Usage
aquaenv(S, t, p=pmax((P-Pa), gauge_p(d, lat, Pa)), P=Pa, Pa=1.01325, d=0, lat=0, SumCO2=0, SumNH4=0, SumH2S=0, SumH3PO4=0, SumSiOH4=0, SumHNO3=0, SumHNO2=0, SumBOH3=NULL, SumH2SO4=NULL, SumHF=NULL, TA=NULL, pH=NULL, fCO2=NULL, CO2=NULL, speciation=TRUE, dsa=FALSE, ae=NULL, from.data.frame=FALSE, SumH2SO4_Koffset=0, SumHF_Koffset=0, revelle=FALSE, skeleton=FALSE, k_w=NULL, k_co2=NULL, k_hco3=NULL, k_boh3=NULL, k_hso4=NULL, k_hf=NULL, k1k2="lueker", khf="dickson", khso4="dickson", fCO2atm=0.000400, fO2atm=0.20946)
Arguments
S
salinity in practical salinity units (i.e. no unit)
t
temperature in degrees centigrade
p
gauge pressure (total pressure minus atmospheric pressure)
in bars, standard is calculated either from the given P,
or the given d, lat, and Pa
P
total pressure in bars, standard: Pa (at the surface)
Pa
atmospheric pressure in bars, standard: 1 atm (at sea-level)
d
depth below the surface in meters, standard: 0 (at the surface)
lat
latitude in degrees (-90 to +90) to calculate the
gravitational constant g for calculating the water depth from the
pressure and vice versa, standard: 0
SumCO2
total carbonate concentration in mol/kg-solution, if NULL is supplied it is calculated
SumNH4
total ammonium concentration in mol/kg-solution, optional
SumH2S
total sulfide concentration in mol/kg-solution, optional
SumH3PO4
total phosphate concentration in mol/kg-solution, optional
SumSiOH4
total silicate concentration in mol/kg-solution, optional
SumHNO3
total nitrate concentration in mol/kg-solution, optional
SumHNO2
total nitrite concentration in mol/kg-solution, optional
SumBOH3
total borate concentration in mol/kg-solution, calculated from S if not supplied
SumH2SO4
total sulfate concentration in mol/kg-solution, calculated from S if not supplied
SumHF
total fluoride concentration in mol/kg-solution, calculated from S if not supplied
TA
total alkalinity in mol/kg-solution, if supplied, pH will be calculated
pH
pH on the free proton concentration scale, if supplied, total alkalinity will be calculated
fCO2
fugacity of CO2 in the water in atm (i.e. the fugacity of
CO2 in a small volume of air fully equilibrated with a sufficiently
large sample of water), can be used with either [TA], pH, or [CO2] to define the system
CO2
concentration of CO2, can be used with either [TA], pH, or fCO2 to define the system
speciation
flag: TRUE = full speciation is calculated
dsa
flag: TRUE = all information necessary to build a pH model with the direct substitution approach (DSA, Hofmann2008) is calculated
ae
either an object of class aquaenv used for the cloning functionality or a dataframe used for the from.data.frame
functionality.
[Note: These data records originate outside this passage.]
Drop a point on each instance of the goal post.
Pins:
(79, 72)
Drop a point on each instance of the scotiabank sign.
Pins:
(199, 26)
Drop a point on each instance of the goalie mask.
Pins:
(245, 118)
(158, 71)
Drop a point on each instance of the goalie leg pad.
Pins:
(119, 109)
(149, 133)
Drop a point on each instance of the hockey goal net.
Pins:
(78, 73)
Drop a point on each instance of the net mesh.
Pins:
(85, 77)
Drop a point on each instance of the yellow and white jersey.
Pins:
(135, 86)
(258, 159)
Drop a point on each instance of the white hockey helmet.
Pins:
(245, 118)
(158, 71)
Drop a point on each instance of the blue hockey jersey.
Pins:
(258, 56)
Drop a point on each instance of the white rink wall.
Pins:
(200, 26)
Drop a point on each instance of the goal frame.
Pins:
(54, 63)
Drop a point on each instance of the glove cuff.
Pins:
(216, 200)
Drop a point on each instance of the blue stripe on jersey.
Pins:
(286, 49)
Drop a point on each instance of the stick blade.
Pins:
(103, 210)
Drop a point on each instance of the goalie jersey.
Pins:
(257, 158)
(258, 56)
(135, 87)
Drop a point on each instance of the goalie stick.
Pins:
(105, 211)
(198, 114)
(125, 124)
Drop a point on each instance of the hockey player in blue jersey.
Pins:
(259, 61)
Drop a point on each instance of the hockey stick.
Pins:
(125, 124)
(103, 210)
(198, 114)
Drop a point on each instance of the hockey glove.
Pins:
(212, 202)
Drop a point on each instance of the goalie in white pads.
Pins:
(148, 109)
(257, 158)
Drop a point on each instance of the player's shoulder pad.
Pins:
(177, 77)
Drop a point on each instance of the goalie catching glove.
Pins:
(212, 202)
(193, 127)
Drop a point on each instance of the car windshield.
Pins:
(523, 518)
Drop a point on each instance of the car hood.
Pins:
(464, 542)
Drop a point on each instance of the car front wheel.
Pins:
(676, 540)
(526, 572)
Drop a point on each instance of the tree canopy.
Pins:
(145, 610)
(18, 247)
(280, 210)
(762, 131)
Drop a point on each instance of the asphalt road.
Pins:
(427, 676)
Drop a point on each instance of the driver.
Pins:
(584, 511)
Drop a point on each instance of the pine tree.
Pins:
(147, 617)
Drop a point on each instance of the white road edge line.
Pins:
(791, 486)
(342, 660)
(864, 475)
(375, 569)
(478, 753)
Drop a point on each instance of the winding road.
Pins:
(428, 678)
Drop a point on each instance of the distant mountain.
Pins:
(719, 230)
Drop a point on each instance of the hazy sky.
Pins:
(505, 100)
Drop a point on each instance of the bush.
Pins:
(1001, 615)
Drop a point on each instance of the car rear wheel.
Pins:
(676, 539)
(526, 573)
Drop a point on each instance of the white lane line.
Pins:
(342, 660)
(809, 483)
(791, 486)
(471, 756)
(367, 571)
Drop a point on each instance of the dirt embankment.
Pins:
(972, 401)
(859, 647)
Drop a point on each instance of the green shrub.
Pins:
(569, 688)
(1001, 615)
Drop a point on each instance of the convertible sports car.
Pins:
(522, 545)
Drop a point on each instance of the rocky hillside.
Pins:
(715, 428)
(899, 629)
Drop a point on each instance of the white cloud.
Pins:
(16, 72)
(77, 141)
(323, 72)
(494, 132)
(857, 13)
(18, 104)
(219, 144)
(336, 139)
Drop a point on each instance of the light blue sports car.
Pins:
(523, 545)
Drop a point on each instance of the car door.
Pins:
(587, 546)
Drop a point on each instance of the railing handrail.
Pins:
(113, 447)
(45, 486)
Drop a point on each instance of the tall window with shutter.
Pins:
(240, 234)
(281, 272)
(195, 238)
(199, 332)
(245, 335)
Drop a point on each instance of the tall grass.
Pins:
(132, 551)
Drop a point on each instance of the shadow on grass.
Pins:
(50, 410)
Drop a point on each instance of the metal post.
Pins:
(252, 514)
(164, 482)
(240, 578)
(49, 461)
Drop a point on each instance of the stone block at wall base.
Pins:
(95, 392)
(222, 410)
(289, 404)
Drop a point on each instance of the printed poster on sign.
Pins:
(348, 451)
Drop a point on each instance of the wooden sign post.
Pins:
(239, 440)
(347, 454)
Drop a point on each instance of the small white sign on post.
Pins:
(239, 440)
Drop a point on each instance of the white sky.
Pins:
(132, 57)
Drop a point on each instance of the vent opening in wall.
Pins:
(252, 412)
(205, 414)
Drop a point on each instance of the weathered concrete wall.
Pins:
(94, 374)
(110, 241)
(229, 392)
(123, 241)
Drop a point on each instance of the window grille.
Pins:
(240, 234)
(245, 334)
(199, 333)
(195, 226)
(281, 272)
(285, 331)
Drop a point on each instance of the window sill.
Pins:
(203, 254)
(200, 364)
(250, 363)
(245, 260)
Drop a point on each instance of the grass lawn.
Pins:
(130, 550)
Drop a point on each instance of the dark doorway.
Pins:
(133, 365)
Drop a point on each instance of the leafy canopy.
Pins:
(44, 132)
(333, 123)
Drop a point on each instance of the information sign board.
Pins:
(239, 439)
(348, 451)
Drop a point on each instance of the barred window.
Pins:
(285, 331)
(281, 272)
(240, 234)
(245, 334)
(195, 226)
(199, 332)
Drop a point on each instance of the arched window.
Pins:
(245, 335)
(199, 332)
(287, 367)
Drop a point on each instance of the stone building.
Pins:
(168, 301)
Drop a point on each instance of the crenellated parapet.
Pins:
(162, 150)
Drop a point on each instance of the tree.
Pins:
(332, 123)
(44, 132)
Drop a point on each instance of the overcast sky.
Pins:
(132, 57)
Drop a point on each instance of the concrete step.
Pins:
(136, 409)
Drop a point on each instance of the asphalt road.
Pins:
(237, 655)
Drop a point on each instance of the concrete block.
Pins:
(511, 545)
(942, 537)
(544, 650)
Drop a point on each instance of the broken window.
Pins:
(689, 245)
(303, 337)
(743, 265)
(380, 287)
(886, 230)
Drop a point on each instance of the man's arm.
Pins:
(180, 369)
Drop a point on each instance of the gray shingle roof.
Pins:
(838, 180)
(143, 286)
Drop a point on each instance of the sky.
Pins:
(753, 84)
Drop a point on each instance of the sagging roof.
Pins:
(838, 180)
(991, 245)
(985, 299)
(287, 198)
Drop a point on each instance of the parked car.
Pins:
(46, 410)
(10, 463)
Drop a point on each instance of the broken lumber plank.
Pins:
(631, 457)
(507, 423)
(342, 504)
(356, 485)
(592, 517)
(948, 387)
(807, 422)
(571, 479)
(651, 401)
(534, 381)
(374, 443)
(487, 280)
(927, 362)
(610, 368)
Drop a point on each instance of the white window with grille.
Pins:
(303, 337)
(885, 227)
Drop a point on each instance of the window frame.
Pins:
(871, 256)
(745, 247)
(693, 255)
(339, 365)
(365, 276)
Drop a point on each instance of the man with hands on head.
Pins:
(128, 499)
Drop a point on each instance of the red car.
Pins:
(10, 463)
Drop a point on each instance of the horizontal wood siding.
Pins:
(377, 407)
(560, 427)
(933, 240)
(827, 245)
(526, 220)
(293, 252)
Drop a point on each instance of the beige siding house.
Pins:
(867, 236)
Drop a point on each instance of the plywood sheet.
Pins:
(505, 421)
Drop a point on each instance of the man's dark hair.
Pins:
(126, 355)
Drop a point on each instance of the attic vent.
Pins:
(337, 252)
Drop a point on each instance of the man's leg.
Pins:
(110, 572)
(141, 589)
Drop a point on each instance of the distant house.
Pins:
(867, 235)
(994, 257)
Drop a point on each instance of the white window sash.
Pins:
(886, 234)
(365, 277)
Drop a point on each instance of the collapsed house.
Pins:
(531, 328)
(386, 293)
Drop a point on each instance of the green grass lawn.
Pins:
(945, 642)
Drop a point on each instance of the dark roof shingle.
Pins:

Note that for cloning the desired k1k2 and khf values need to be specified! (otherwise the default values are used for the cloned object)
from.data.frame
flag: TRUE = the object of class aquaenv is built from the data frame supplied in ae
SumH2SO4_Koffset
only used internally to calculate dTAdKdKdSumH2SO4
SumHF_Koffset
only used internally to calculate dTAdKdKdSumHF
revelle
flag: TRUE = the revelle factor is numerically calculated. We do however strongly encourage to use the analytical calculation from BufferFactors$RF
skeleton
flag: TRUE = a reduced amount of information is calculated yielding a smaller object of type aquaenv
k_w
a fixed K\_W can be specified
k_co2
a fixed K\_CO2 can be specified; used for TA fitting: give a K\_CO2 and NOT calculate it from T and S: i.e. K\_CO2 can be fitted in the routine as well
k_hco3
a fixed K\_HCO3 can be specified
k_boh3
a fixed K\_BOH3 can be specified
k_hso4
a fixed K\_HSO4 can be specified
k_hf
a fixed K\_HF can be specified
k1k2
either "lueker" (default, Lueker2000), "roy" (Roy1993a),
or "millero" (Millero2006) for K\_CO2 and K\_HCO3.
khf
either "dickson" (default, Dickson1979a) or "perez"
(Perez1987a) for K\_HF
khso4
either "dickson" (default, Dickson1990) or "khoo" (Khoo1977) for
K\_HSO4
fCO2atm
atmospheric fugacity of CO2 in atm, default =
0.000400 atm
fO2atm
atmospheric fugacity of O2 in atm, default =
0.20946 atm